2 The French noun accroche-cœur (plural: accroche-cœur, also occasionally accroche-cœurs) translates literally as heart-catcher.
3 The word filastered is a misprint of plastered, which is the word that is used (s.v. Spit-Curl, page 435) in the second edition of Dictionary of Americanisms. A glossary of words and phrases usually regarded as peculiar to the United States (Boston (Massachusetts): Little, Brown and Company, 1859), by the U.S. historian and linguist John Russell Bartlett (1805-1886).

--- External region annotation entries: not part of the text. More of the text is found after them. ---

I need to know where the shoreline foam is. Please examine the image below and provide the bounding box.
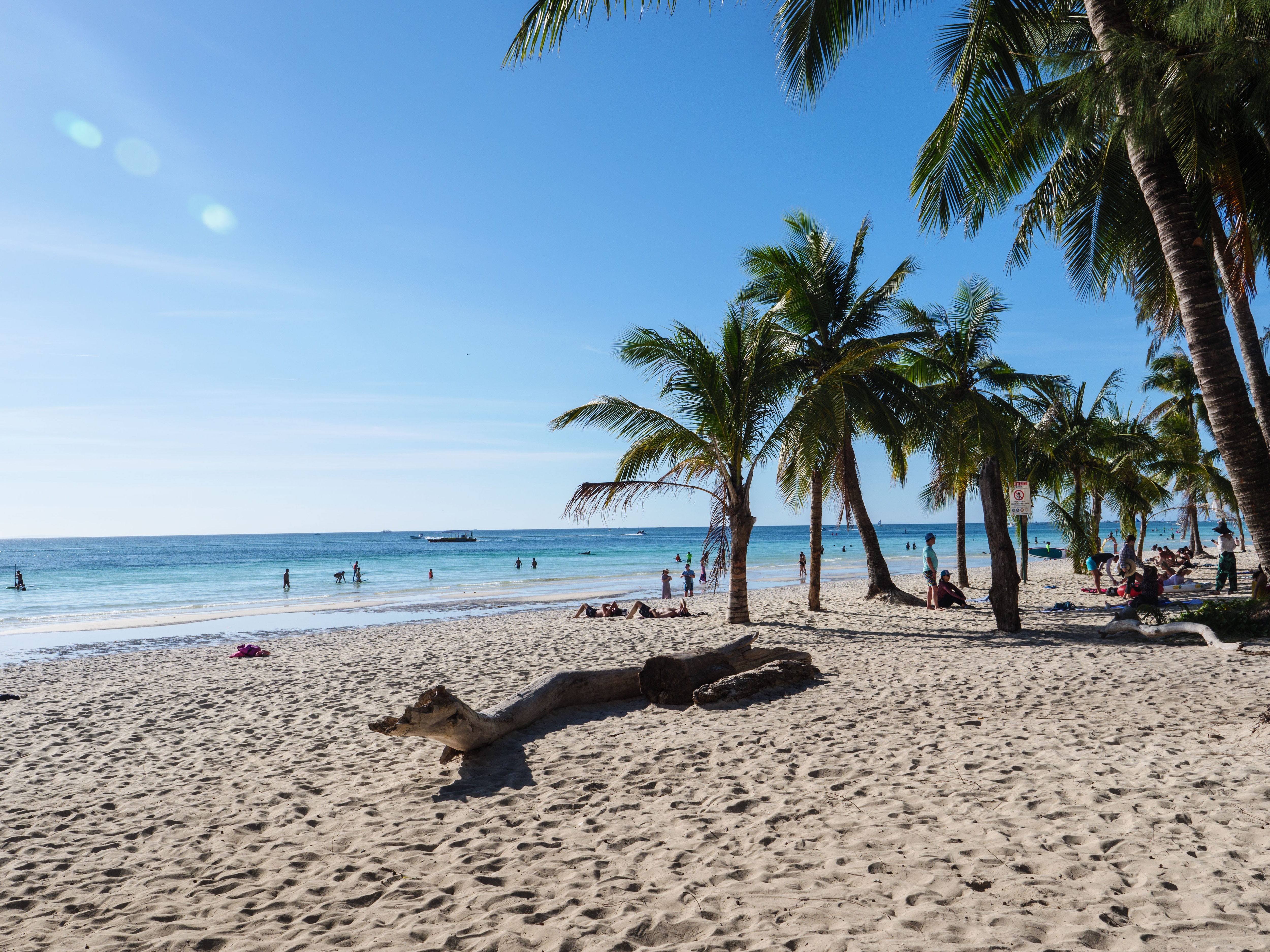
[0,560,1270,952]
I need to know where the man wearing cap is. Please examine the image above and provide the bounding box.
[1213,519,1240,595]
[922,532,944,612]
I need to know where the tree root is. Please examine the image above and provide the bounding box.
[1101,619,1243,651]
[692,659,820,704]
[865,585,926,608]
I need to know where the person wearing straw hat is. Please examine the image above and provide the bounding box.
[1213,519,1240,595]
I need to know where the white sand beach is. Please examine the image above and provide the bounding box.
[0,556,1270,952]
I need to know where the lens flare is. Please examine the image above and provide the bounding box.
[53,109,102,149]
[188,195,237,235]
[114,138,159,175]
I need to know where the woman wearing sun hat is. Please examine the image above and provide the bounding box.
[1213,519,1238,595]
[922,532,944,612]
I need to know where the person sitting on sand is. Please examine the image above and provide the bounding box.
[1125,565,1160,608]
[613,598,692,618]
[1119,532,1146,580]
[935,569,970,608]
[573,602,622,618]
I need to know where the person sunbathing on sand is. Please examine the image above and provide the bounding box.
[573,602,622,618]
[935,569,970,608]
[626,598,692,618]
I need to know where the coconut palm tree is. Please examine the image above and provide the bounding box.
[899,277,1060,585]
[904,0,1270,559]
[1142,348,1217,553]
[742,212,921,611]
[1142,347,1213,435]
[507,0,1270,551]
[551,305,803,623]
[1021,371,1142,574]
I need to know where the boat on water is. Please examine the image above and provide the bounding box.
[428,532,476,542]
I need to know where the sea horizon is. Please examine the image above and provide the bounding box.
[0,520,1204,664]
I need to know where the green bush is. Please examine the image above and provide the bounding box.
[1177,598,1270,641]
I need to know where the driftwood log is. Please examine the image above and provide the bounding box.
[639,635,812,704]
[692,659,820,704]
[368,635,812,763]
[1102,619,1243,651]
[370,668,640,763]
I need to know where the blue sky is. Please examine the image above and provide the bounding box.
[0,0,1168,537]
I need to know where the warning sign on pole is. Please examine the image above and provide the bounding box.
[1010,480,1031,515]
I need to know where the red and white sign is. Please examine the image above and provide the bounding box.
[1010,480,1031,515]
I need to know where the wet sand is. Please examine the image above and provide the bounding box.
[0,556,1270,952]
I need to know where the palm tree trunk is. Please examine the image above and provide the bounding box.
[1085,0,1270,552]
[1068,463,1087,575]
[956,486,970,588]
[806,467,824,612]
[1019,515,1027,584]
[728,515,758,625]
[1212,208,1270,446]
[979,456,1024,632]
[838,434,926,607]
[1186,503,1208,555]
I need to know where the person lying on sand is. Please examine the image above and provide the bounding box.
[935,569,970,608]
[626,598,692,618]
[573,602,622,618]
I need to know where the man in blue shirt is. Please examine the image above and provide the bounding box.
[922,532,944,612]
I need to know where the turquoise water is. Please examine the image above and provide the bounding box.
[0,523,1209,659]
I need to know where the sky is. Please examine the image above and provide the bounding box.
[0,0,1179,538]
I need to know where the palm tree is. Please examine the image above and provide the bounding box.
[1021,371,1142,574]
[742,212,921,611]
[505,0,1270,551]
[1007,414,1066,583]
[904,0,1270,559]
[1142,348,1217,553]
[1090,404,1173,556]
[551,305,801,623]
[900,277,1059,585]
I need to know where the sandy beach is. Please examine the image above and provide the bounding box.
[0,556,1270,952]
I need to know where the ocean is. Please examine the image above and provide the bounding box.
[0,523,1199,663]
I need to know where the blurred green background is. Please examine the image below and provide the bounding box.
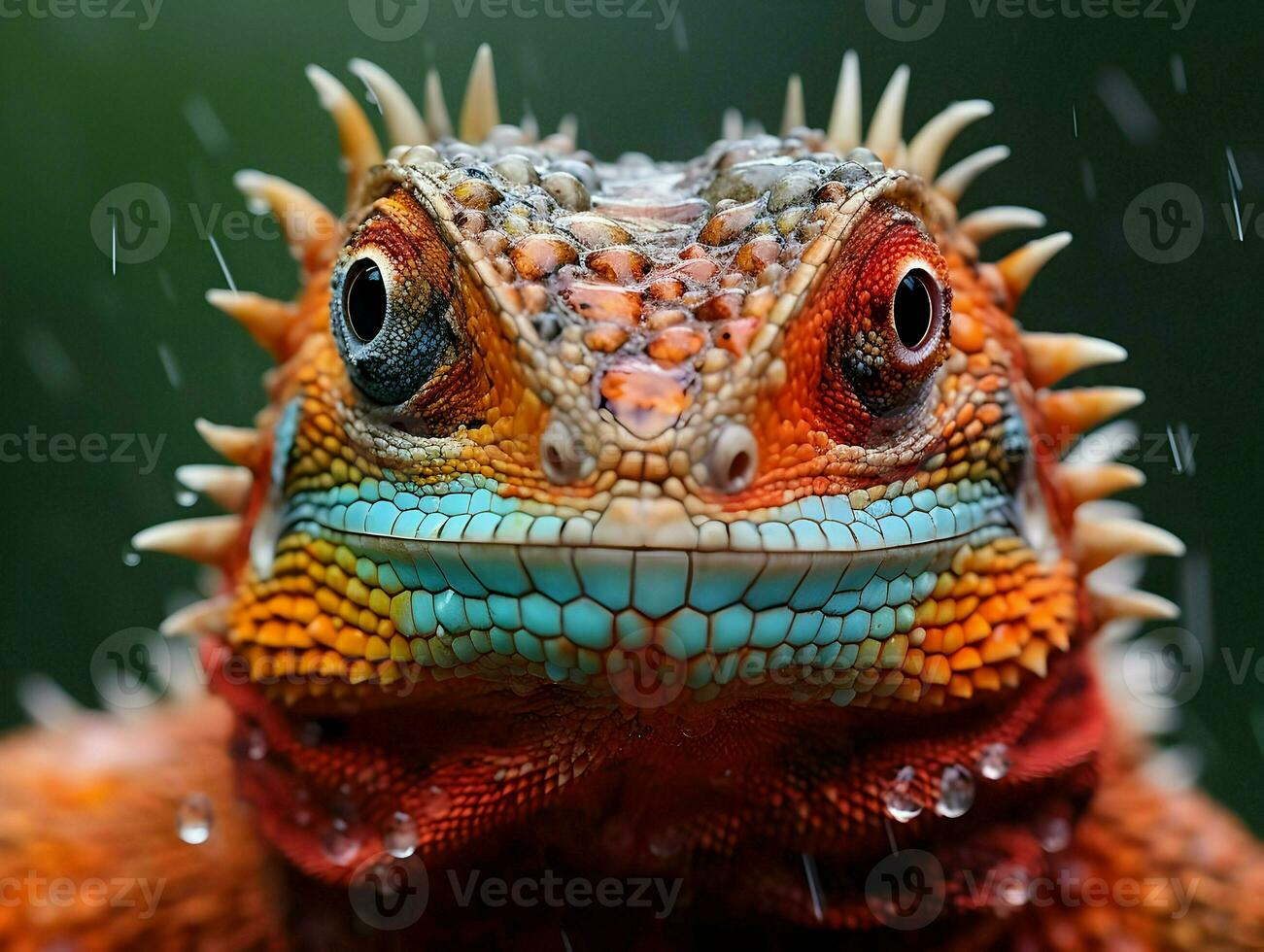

4-: From Doing Too Much, an essay by the British author Eliza Cook (1818-1889), published in The Odd-Fellows’ Magazine: The Quarterly Magazine of the Independent Order of Odd-Fellows, Manchester Unity Friendly Society (Manchester, Lancashire, England) of July 1862 [page 140]:

We now see young maidens with (we are ashamed to write it) more colour in their cheeks and lips than God gave them. We see them with their persons so ostensibly adorned by the combination of showy flowers, flaunting lace, kiss-curls, visible pearl powder, and “fast” mantles, that it is difficult to distinguish between the lady who belongs to a respectable family, and the questionable individual who would be perfectly “at home” in a casino polka.

5-: From A White Hand and a Black Thumb, by Henry Spicer, published in All the Year Round. A Weekly Journal. Conducted by Charles Dickens (London, England) of Saturday 6th February 1864 [chapter 12, page 553]:

“I’ve come to ask you to eat a beefsteak with me, Master Haggerdorn,” said the visitor, in a provincial accent of considerable breadth. […] Your brother bade me ask you.”
“My brother!”
“There’s his token” (giving Arthur a long twisted lock), “one of his kiss-curls, belle-catchers, as we call ’em in—hem—in Lincolnshire. He said he shouldn’t want it no more. Bless you, I know all about it!”

6-: From The Female Detective (London: Ward and Lock, 1864), by ‘Andrew Forrester, Jun.’ (pen name of the British novelist and playwright James Redding Ware – 1832-c. 1909) [A Child Found Dead: Murder or No Murder, page 180]:

Hardal knew that a number of our boys used gum-water, scented with various perfumes, for making kiss-curls, and sticking them on their foreheads. These were the boys we called dandies.